Por meio dele foi possível saber em segundos se existia um histórico policial ou alguma ocorrência em nome da pessoa investigada. Dezenove pessoas conduzidas até os postos policiais estavam com mandado de prisão e foram encaminhadas ao Complexo Policial dos Barris.
Efetivo
A Polícia Militar, responsável pelo patrulhamento ostensivo nos circuitos da folia, trabalhou com um efetivo de 19.628 policiais, sendo 1.499 do Corpo de Bombeiros, no Carnaval de Salvador e em mais 13 cidades do interior do estado.
Na capital baiana foram 12.587 PMs dando proteção a baianos e turistas nos circuitos Dodô (Barra), Osmar (Campo Grande) e Batatinha (Pelourinho), como também em seis bairros que tiveram festa (Itapuã, Cajazeiras, Pau da Lima, Periperi, Liberdade e Plataforma). O Corpo de Bombeiros atuou com 1.499 homens em toda a Bahia e 1.172 exerceram atividades de suporte.
Já a Polícia Civil empregou o efetivo de 2.587 em todo o estado, entre delegados, escrivães e agentes. Além do auxílio no policiamento nos circuitos da folia, a polícia judiciária fiscalizou possíveis pontos de venda de drogas e concentração de grupos que se organizam para realizar assaltos. Esse trabalho contou com o apoio da SI da SSP, que disponibilizou imagens e informações sobre os locais investigados.
O Departamento de Polícia Técnica (DPT), por sua vez, funcionou durante os sete dias de folia, com os serviços de necropsia, perícia criminal e identificação criminal, além de realizar exames de lesões corporais, entre outros. Trabalhou com o efetivo de 512 pessoas na capital e 85 em plantões extras nos municípios de Santo Amaro, Santa Maria da Vitória, Alagoinhas, Barreiras, Ilhéus, Porto Seguro e Teixeira de Freitas.
Estrutura
Este ano, a SSP montou 190 unidades policiais ao longo dos circuitos para melhor atender o folião e punir de imediato os que cometeram algum tipo de crime. Foram 17 postos de policiamento integrado (nove da PM, cinco da Polícia Civil, uma unidade de observação e uma para o comando especializado), quatro centrais de flagrante, 124 postos de observação da PM, oito dos bombeiros militares, sete unidades de abordagem e seis para reunião das tropas.

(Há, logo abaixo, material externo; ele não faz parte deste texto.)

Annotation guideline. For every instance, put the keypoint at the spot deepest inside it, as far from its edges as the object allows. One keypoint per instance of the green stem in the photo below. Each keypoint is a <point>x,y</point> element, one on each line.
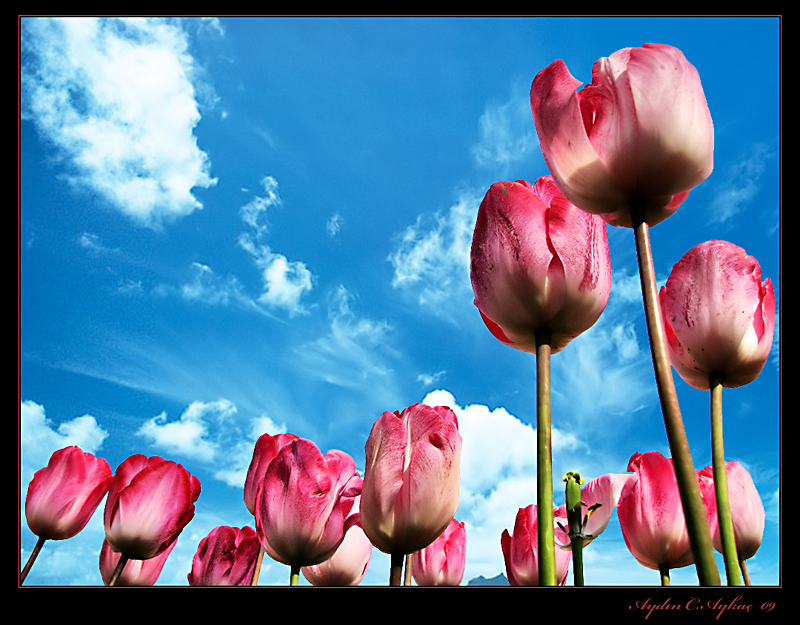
<point>726,535</point>
<point>574,507</point>
<point>544,464</point>
<point>396,570</point>
<point>745,574</point>
<point>123,560</point>
<point>26,569</point>
<point>663,570</point>
<point>577,561</point>
<point>693,508</point>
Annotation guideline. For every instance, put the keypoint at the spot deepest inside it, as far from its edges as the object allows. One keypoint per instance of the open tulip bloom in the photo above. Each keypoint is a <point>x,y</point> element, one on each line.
<point>149,503</point>
<point>629,147</point>
<point>303,504</point>
<point>541,274</point>
<point>63,496</point>
<point>411,480</point>
<point>720,321</point>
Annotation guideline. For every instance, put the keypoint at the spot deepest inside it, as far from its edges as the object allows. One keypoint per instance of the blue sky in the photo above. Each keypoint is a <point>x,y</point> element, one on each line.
<point>238,226</point>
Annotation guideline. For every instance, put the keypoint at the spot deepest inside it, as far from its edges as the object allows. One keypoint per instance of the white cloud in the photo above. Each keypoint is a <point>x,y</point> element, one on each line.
<point>40,439</point>
<point>432,258</point>
<point>353,351</point>
<point>740,185</point>
<point>117,97</point>
<point>506,132</point>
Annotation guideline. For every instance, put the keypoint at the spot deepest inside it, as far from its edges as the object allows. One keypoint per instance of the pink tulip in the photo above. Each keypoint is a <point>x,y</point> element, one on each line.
<point>651,517</point>
<point>226,557</point>
<point>520,549</point>
<point>411,478</point>
<point>63,496</point>
<point>150,502</point>
<point>538,263</point>
<point>304,503</point>
<point>640,133</point>
<point>348,564</point>
<point>719,316</point>
<point>266,448</point>
<point>442,562</point>
<point>609,491</point>
<point>136,572</point>
<point>747,510</point>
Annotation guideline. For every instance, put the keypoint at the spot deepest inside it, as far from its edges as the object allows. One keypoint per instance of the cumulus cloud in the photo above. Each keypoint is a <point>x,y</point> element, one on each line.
<point>40,437</point>
<point>431,259</point>
<point>211,433</point>
<point>117,97</point>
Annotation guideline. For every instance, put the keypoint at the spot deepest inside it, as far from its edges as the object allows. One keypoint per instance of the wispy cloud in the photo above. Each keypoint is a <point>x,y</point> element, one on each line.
<point>506,132</point>
<point>431,259</point>
<point>211,434</point>
<point>740,185</point>
<point>117,97</point>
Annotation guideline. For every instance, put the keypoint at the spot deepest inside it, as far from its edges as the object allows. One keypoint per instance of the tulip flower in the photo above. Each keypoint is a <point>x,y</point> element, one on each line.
<point>136,572</point>
<point>411,479</point>
<point>629,147</point>
<point>640,134</point>
<point>719,315</point>
<point>538,264</point>
<point>541,274</point>
<point>442,562</point>
<point>303,505</point>
<point>226,557</point>
<point>266,448</point>
<point>149,503</point>
<point>720,320</point>
<point>652,518</point>
<point>747,513</point>
<point>348,564</point>
<point>63,496</point>
<point>521,550</point>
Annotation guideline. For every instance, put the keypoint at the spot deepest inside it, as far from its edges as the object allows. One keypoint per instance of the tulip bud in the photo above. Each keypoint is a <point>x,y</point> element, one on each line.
<point>640,134</point>
<point>226,557</point>
<point>411,478</point>
<point>63,495</point>
<point>538,263</point>
<point>304,502</point>
<point>136,572</point>
<point>651,517</point>
<point>442,562</point>
<point>719,315</point>
<point>521,550</point>
<point>149,503</point>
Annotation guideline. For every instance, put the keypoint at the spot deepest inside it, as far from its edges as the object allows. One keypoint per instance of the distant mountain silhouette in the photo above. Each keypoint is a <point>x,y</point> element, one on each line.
<point>497,580</point>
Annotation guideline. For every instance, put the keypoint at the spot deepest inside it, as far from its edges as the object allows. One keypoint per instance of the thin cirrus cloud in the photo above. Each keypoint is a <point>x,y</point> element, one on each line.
<point>117,98</point>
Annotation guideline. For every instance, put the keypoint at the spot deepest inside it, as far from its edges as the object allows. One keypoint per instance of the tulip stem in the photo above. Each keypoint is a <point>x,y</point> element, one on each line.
<point>693,508</point>
<point>123,560</point>
<point>396,570</point>
<point>663,570</point>
<point>745,574</point>
<point>31,559</point>
<point>544,464</point>
<point>726,534</point>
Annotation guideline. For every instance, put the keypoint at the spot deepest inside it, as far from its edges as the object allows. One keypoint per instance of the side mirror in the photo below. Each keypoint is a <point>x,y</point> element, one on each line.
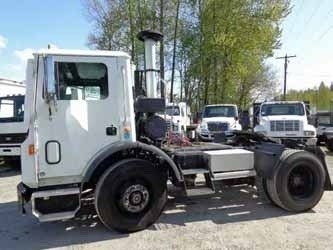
<point>49,79</point>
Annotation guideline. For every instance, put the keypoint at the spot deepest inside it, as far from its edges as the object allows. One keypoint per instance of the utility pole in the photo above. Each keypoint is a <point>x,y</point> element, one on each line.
<point>286,57</point>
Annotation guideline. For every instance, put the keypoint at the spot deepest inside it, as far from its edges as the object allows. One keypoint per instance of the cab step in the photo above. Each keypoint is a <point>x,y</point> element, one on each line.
<point>192,171</point>
<point>198,182</point>
<point>233,175</point>
<point>199,191</point>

Dando suporte às ações policiais, 1.559 rádios (Hand Talk), 1.199 deles dotados com GPS, foram utilizados, permitindo a localização das guarnições em qualquer ponto do circuito.

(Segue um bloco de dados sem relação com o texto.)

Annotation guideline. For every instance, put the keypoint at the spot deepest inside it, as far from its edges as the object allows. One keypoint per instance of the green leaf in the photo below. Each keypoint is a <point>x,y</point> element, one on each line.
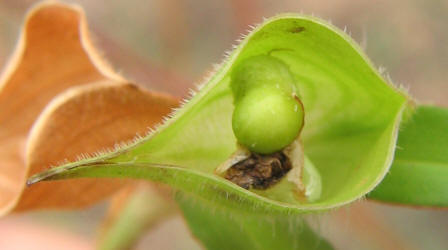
<point>352,117</point>
<point>142,209</point>
<point>222,228</point>
<point>419,174</point>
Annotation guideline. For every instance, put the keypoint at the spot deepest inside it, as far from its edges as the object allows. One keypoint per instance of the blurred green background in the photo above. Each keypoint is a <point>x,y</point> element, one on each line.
<point>169,45</point>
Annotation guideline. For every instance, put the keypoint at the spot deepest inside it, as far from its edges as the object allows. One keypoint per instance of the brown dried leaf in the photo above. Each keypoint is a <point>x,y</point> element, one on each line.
<point>54,54</point>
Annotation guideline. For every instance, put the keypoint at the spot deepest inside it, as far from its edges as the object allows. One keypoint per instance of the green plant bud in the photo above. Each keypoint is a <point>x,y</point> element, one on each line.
<point>259,71</point>
<point>267,117</point>
<point>266,120</point>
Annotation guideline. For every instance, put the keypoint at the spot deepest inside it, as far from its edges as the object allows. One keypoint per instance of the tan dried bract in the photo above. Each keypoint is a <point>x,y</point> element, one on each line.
<point>58,100</point>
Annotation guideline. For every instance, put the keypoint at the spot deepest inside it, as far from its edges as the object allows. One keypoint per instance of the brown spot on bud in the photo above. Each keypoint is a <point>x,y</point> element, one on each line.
<point>259,171</point>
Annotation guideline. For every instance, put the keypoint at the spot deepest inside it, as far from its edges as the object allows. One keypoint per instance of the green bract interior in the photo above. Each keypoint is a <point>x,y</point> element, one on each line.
<point>351,123</point>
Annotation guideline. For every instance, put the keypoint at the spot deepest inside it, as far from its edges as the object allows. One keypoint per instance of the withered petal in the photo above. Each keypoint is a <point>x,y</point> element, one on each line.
<point>53,56</point>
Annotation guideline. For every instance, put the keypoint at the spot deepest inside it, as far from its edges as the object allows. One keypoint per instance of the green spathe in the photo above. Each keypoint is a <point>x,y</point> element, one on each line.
<point>352,120</point>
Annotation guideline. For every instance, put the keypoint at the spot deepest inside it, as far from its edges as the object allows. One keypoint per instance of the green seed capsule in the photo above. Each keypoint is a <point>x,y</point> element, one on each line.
<point>267,117</point>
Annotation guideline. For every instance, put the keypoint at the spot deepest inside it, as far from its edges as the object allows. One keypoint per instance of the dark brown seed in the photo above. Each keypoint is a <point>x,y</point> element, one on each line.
<point>259,171</point>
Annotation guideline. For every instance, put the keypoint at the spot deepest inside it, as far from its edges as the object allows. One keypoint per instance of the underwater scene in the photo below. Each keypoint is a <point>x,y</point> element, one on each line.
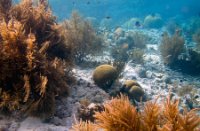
<point>99,65</point>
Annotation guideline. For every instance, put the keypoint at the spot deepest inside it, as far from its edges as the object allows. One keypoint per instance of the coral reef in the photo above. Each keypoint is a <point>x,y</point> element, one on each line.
<point>153,21</point>
<point>196,38</point>
<point>133,90</point>
<point>171,48</point>
<point>84,126</point>
<point>35,61</point>
<point>82,36</point>
<point>136,55</point>
<point>120,115</point>
<point>86,112</point>
<point>104,76</point>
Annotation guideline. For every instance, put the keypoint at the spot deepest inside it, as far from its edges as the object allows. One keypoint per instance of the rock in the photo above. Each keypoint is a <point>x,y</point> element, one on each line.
<point>149,74</point>
<point>166,79</point>
<point>57,121</point>
<point>119,32</point>
<point>104,76</point>
<point>153,21</point>
<point>141,72</point>
<point>133,89</point>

Cento e vinte câmeras fixas e portáteis auxiliaram a polícia na identificação de criminosos e de pontos onde estavam sendo comercializadas drogas. Ainda na parte de suporte tecnológico, foram utilizados 430 computadores, 80 impressoras e 86 circuitos de dados interligados ao sistema de ocorrências policiais.
Delegacia Digital
A Delegacia Digital, lançada de forma inovadora em 2009 e cuja atuação foi destaque no Carnaval passado, atendeu os foliões na entrega dos abadás e também durante a festa deste ano. A unidade funcionou em regime de plantão 24 horas, com seu efetivo reforçado.
Um homem identificado inicialmente por Leonardo Diógeno Barbosa, 32 anos, foi encaminhado à unidade móvel localizada no estacionamento do Shopping Iguatemi, quando tentou resgatar abadás no valor de R$ 2 mil utilizando uma carteira do Senado Federal e um cartão de crédito em nome de Ivan Martins Figueiredo.

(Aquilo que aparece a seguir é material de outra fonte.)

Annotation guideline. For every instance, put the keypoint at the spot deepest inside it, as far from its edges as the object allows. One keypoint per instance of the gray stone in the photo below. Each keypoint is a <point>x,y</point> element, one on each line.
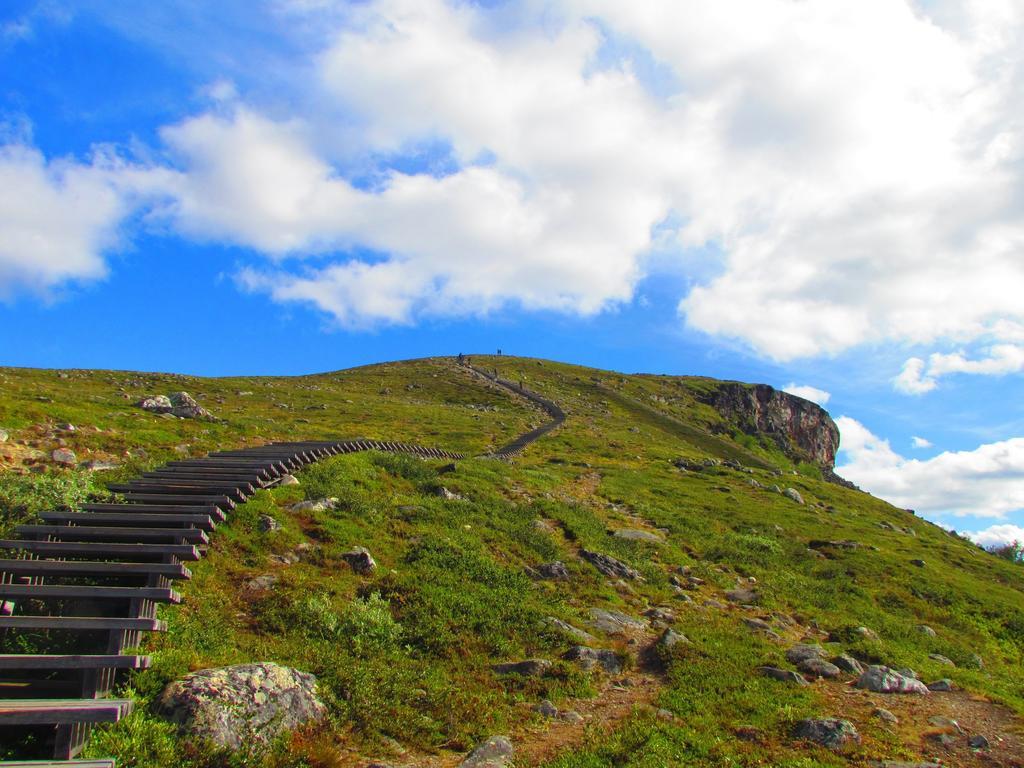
<point>609,565</point>
<point>743,596</point>
<point>244,704</point>
<point>527,668</point>
<point>847,663</point>
<point>546,709</point>
<point>885,716</point>
<point>267,524</point>
<point>569,630</point>
<point>613,623</point>
<point>671,638</point>
<point>634,535</point>
<point>65,457</point>
<point>833,733</point>
<point>588,658</point>
<point>819,668</point>
<point>885,680</point>
<point>554,570</point>
<point>495,753</point>
<point>314,505</point>
<point>783,676</point>
<point>360,560</point>
<point>794,495</point>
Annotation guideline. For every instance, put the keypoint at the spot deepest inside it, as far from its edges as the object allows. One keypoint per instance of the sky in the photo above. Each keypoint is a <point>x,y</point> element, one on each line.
<point>825,197</point>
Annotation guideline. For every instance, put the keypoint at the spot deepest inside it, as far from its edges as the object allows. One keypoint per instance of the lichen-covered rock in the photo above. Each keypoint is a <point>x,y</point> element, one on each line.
<point>236,706</point>
<point>885,680</point>
<point>495,753</point>
<point>609,565</point>
<point>833,733</point>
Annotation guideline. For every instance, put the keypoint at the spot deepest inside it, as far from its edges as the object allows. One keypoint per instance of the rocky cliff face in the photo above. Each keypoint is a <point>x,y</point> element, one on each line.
<point>803,429</point>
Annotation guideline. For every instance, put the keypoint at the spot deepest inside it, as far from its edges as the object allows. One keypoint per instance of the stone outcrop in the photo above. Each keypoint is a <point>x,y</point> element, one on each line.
<point>803,429</point>
<point>236,706</point>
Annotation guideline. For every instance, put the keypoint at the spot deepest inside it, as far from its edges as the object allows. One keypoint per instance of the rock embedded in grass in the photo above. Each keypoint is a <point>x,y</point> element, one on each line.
<point>885,680</point>
<point>609,565</point>
<point>497,752</point>
<point>235,707</point>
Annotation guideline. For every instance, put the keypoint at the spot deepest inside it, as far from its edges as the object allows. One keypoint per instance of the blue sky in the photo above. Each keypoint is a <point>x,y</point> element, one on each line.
<point>296,185</point>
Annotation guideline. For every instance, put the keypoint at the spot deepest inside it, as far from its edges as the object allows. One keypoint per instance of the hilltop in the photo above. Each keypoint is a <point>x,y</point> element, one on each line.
<point>662,503</point>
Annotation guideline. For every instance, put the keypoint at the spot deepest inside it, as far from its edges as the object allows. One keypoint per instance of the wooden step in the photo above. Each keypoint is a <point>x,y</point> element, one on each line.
<point>158,519</point>
<point>96,549</point>
<point>75,591</point>
<point>146,509</point>
<point>57,662</point>
<point>111,532</point>
<point>82,623</point>
<point>62,711</point>
<point>176,499</point>
<point>90,567</point>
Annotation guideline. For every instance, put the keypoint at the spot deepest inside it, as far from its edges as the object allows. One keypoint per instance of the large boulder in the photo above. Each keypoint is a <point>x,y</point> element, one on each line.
<point>241,705</point>
<point>885,680</point>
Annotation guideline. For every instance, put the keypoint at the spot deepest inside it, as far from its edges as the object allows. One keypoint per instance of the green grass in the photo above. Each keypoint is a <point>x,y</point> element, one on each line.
<point>406,653</point>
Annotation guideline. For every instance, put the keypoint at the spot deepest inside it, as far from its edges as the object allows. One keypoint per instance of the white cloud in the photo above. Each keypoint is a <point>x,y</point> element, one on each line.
<point>813,394</point>
<point>1001,359</point>
<point>985,482</point>
<point>856,199</point>
<point>996,536</point>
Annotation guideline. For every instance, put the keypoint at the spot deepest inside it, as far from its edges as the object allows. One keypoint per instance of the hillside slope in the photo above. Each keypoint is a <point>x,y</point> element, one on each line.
<point>404,655</point>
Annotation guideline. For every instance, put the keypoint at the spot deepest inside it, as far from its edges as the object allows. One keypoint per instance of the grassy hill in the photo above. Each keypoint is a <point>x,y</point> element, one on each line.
<point>404,656</point>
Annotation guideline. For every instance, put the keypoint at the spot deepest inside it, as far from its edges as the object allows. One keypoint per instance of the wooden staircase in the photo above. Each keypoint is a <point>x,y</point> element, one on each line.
<point>86,584</point>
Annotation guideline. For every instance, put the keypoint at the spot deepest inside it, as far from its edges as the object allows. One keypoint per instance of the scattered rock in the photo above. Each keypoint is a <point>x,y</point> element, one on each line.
<point>588,658</point>
<point>671,638</point>
<point>803,651</point>
<point>65,457</point>
<point>743,596</point>
<point>634,535</point>
<point>609,565</point>
<point>495,753</point>
<point>314,505</point>
<point>832,733</point>
<point>794,495</point>
<point>885,716</point>
<point>360,560</point>
<point>96,465</point>
<point>527,668</point>
<point>847,663</point>
<point>819,668</point>
<point>235,706</point>
<point>884,680</point>
<point>546,709</point>
<point>784,676</point>
<point>554,570</point>
<point>569,630</point>
<point>267,523</point>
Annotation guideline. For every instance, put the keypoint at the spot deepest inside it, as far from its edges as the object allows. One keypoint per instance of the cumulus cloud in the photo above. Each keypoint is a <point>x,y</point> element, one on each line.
<point>997,536</point>
<point>985,482</point>
<point>813,394</point>
<point>847,193</point>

Seguranças do estabelecimento desconfiaram da autenticidade do documento e o conduziu até a unidade policial. Diógeno afirmou ter confeccionado os documentos, mas a polícia desconfia que ele faça parte de uma quadrilha de estelionatários. Autuado em flagrante, responderá por estelionato e falsidade ideológica, aguardando decisão judicial custodiado na Delegacia de Repressão a Estelionato e Outras Fraudes, na Baixa do Fiscal.